Пташкин прищурил глаза, словно пытаясь разглядеть Митрофанова лучше. Он провёл пальцем по стеклу, обводя контур Мирона. Потом, развернувшись, вернулся и сел на стул. Напряжение ушло, руки высохли и похолодели.
- То есть, не было? И встречи прекратились? – спросил Севрюгов.

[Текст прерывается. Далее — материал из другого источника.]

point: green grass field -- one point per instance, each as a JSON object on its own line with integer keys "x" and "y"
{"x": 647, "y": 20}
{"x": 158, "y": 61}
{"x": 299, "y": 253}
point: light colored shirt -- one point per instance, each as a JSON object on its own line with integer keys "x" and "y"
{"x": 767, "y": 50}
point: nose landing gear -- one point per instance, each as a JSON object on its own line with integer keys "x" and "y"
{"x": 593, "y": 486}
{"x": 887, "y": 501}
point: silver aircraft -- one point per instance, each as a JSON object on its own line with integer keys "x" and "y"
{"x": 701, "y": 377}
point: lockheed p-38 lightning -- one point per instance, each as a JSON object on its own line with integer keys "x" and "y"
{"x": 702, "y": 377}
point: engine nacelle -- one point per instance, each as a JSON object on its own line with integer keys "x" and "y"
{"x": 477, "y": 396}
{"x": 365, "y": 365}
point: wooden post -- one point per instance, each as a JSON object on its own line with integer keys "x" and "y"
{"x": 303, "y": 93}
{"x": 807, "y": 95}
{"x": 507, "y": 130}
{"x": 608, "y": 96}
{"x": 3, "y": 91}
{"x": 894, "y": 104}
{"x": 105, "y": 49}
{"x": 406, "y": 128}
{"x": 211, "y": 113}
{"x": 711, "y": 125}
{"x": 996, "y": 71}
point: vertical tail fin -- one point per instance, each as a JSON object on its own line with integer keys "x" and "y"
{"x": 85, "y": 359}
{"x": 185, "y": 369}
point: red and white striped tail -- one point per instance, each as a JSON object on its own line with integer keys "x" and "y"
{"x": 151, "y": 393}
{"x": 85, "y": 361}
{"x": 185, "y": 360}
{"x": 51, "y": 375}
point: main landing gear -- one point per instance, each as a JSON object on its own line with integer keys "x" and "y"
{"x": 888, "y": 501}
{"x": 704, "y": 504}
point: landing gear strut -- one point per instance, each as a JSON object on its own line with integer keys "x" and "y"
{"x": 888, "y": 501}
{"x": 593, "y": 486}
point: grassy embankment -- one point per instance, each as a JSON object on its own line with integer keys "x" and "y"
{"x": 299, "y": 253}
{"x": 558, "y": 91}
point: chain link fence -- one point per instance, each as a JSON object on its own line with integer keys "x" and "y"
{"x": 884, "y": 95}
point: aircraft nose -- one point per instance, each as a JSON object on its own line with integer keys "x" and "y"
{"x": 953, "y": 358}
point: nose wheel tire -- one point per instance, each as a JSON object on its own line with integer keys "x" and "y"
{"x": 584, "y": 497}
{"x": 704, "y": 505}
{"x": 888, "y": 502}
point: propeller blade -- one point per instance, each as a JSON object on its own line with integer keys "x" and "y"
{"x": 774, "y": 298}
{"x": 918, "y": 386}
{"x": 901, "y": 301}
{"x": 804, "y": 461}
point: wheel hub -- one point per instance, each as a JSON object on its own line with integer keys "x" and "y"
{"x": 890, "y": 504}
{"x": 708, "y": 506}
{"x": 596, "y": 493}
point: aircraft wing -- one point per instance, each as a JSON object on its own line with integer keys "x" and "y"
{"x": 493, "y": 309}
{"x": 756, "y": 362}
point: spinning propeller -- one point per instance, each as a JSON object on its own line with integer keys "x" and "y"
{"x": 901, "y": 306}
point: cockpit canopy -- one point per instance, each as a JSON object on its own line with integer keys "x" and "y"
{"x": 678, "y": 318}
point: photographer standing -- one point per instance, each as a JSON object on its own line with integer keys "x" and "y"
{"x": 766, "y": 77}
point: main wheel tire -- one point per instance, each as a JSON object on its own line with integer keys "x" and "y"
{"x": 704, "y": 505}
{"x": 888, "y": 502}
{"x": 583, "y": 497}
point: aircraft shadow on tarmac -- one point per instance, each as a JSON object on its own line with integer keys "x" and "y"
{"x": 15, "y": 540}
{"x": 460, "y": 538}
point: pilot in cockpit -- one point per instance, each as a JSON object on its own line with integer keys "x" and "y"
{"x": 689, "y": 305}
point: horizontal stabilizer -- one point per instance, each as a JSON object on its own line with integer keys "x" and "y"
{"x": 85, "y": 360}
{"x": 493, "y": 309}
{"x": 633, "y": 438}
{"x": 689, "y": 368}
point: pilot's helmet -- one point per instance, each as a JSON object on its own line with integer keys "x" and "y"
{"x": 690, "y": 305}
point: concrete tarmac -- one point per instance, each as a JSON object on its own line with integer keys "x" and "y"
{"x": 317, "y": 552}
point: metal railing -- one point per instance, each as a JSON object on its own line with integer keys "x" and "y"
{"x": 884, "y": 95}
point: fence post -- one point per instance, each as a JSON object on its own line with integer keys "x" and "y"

- На первых парах я ещё забегал к ней, но она больше не лезла ко мне. Мне это очень злило. Я-то думал, что у нас с ней типа роман. Ну, вот эта вся муть, понял, да? Даже говорить она со мной перестала так тепло, как раньше. Как будто интерес потеряла. Ну, я же не пацан. Мысленно послал её и перестал ходить, а тут, наверное, вискарь в голову треснул, вот и зашёл.
Севрюгов спросил:
- Чего это ты такой откровенный, Мирон?
Митрофанов вздохнул и посмотрел в пол.
- А потому что знаю я тебя, Саня, как никто в этом посёлке. Я никого не боюсь и горжусь этим! И откровенность моя перед тобой – обычное дело. Когда меня спрашивают, я отвечаю. Вот так, запросто! Кого мне бояться? Пташкина этого? Или я должен был ходить по селу и кричать всем, что спал с Машей? Никто мне ничего не запретит! Тем более спать с тем, с кем хочу. Закон не нарушил, а остальное – мелочи! Ни смерть, ни человек не может напугать Митрофанова!